In his seminal work, The Gift of Fear, noted security expert Gavin de Becker encourages us to have empathy with those that would hurt us. This will save our lives because, we understand them better than we like to admit, and this empathy lets us predict their behavior. We all have the biological impulses that urge us to strike out, to harm, or humiliate. It is accepting this and using it that provides a path to safety.
It is reasonable to speculate that Nancy bought guns for her son in an effort to engage with him around something in which he was interested. Leaving aside her poor judgment, I find I have some empathy for this. My step-daughter was deeply angry when she was forced to move in with us. She played video games and did not relate well to others in her peer group. (we did cut her off the video games, but that is another story) She liked the Legend of Zelda, and I got her a bow to give her something to positive to do. So I understand Nancy Lanza’s thought process.

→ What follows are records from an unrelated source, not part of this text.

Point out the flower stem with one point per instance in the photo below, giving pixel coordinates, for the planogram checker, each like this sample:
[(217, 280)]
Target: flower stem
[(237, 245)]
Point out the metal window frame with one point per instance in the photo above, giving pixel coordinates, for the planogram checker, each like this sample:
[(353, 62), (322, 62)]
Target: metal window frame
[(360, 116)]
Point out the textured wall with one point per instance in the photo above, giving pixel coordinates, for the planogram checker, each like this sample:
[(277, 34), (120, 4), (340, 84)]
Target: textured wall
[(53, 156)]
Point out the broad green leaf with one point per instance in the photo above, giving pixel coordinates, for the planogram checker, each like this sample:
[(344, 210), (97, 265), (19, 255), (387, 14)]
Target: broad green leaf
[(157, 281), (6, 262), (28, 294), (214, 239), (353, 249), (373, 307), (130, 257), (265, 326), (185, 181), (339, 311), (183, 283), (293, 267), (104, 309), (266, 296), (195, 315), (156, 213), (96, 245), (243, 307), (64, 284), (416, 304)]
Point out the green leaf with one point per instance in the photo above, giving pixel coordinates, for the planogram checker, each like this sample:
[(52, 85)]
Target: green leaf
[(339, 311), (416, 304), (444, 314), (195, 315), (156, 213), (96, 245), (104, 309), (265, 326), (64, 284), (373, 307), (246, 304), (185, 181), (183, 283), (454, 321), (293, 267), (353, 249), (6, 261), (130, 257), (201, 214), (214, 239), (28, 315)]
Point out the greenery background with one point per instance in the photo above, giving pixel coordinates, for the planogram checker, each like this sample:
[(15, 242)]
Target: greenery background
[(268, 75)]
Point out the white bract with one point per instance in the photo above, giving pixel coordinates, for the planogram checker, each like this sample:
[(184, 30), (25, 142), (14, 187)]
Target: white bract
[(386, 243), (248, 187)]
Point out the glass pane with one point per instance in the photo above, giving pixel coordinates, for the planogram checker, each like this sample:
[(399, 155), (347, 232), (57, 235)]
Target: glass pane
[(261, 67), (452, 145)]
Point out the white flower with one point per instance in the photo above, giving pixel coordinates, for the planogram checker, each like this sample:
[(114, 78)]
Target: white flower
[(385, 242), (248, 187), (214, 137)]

I think she chose not to see that her son was a danger because he was her son and she loved him. She wanted more than anything else to see him grow up to be a happy person. There is no evidence that she did anything but trust that he was going to be fine. Which is what I did. My daughter is fantastic. Nancy’s son wasn’t.
If human law could not have prevented the deaths in Newtown, what is left but to appeal to the gods? To be sure, our gods, guides, and ancestors protect us. But it is up to us to listen to them. I don’t think that the gods will save humans from violence and murder and insanity because it is part of our biology. Our job is to look unblinking to the example they set, and live our lives balancing our ethics with our natural impulses. Laws don’t create ethics, empathy creates ethics. Our ties to each other create ethics. And laws cannot fill in where there is no connection. We are what we practice.
* I will not write his name in any public forum. Every assassin and spree killer in the modern communications era has studied and craved the notoriety of seeing and hearing their name in the public discourse. I will not contribute to this. I politely ask that any who comment abide by the same rules.